第11話「タラバカニ双剣vs大根ブレード。八百屋と魚屋の仁義なき戦い」
「おいおい、BoB。突然、空から降ってくるなよ。危ないだろうが」
「unm...。ジロー。ヒサシブリ、デスネ」
ダイコン、クウカ?
そんな片言の日本語に次郎は肩をすくめる。
片手に大根を持っている黒人。その彼の腰には、八百屋の前掛けがつけられていた。
男の名前は、BoB。
八百屋のBoBだ。数年前にこの街に流れ着いて、それから商店街にある八百屋でバイトをしている。
そんな黒人の大男は大袈裟に肩を落とすと、その立派な大根を両手に持つ。まるで、大剣を構える剣闘士だ。
そして、不意に振り返ると。
上空からの《《攻撃》》を、……受け止めた。
「До свидания! 腐レ八百屋ガ! コノSaMYガ、魚介類ノ錆ニシテクレルワッ!」
痩せこけた白人が、黒人のBoBを襲撃していた。
上空からの攻撃。
異常なまでの身軽さ。
左右の手に持っているのは鋭い刃物、……ではなくタラバガニの足。魚屋の前掛けをかけた男は、魚屋のSaMY 。ロシアからの亡命者で、今は商店街の魚屋でバイトをしている。SaMY は、タラバガニの足をナイフのように器用に振り回すと、次郎へ狂気に満ちた笑みを向ける。
「эй...。ジロー。カニ、クウカ? ヤスクシトクゼ?」
「お前もか、SaMY 。だから要らねぇよ」
ソウカ。ソレハ、ザンネン、ネー
八百屋の黒人と同じように、SaMYは肩を落とす。と、次の瞬間。
再び、痩せこけた白人が大柄の黒人へと襲い掛かっていた。

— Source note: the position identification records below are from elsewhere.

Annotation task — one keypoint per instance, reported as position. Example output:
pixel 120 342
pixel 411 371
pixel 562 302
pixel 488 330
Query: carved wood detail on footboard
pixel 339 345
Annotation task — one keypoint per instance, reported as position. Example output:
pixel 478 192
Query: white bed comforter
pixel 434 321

「Урааааа!!、死ニサラセ!」とか「八百屋ノクセニ生意気ダ!」とか叫んでいる。
タラバガニの双剣と大根のブレードが交差する。
魚屋と八百屋の仁義なき戦い。
大根の身が削れて、カニの汁が飛ぶ。
まさにルール無用のストリートファイト!
その戦いを見て、駅前にいた人たちが集まってくる。
……おいっ! BoBとSaMYが喧嘩しているぞ!
……やったぜ、これで賭けができる!
……だれか賭けの胴元をやってくれ! 俺はBoBに3万円を賭けるぞ。これで今月の生活費とガチャ代を稼ぐんだ!
あっという間に駅前は、賭場へと様変わりした。
駅前の人間が一斉に集まり、そこは即席のファイトリングとなる。その場に立ち尽くしていた次郎とモブ子は、邪魔だというわんばかりに、ポンッと集団から弾き出された。
二人して仲良く尻もちをつく。
彼らの背後では、大柄な八百屋と痩せこけた魚屋が喧嘩を続けていた。彼らからは、本気で相手をブチのめす、という気迫が放たれていた。
「……大根とカニか。鍋には少し季節が早いな」
「……え、そこですか」
信じられない、というようにモブ子が呆れている。
目の前で起きていることを、口をパクパクさせながら説明を求めるが。次郎は涼しい顔でその場から離れていく。歩きながら、次郎が自嘲するように説明する。
……別に、これくらいは日常だよ。
あんなことで、いちいち驚いていたらここで住めない。家出してきた中学生とかいるけど、まぁ一週間ももたず親元に帰っていく。ここではホームレスすら武闘派だ。まず、勝てない。
そんな次郎の説明に。
モブ子は次第に興味が引かれたのか、その目を輝かせていった。彼女の反応に、次郎もいつもより少しだけ饒舌となる。
「……とりあえず、散歩しながら街を案内してやるよ。こっちだ」
「あ、ちょっと、待ってください~」
次郎はモブ子を促して、彼女が追いついたのを確認してから、今度は同じ歩幅で歩く。二人の姿は街の喧騒へと飲み込まれていく……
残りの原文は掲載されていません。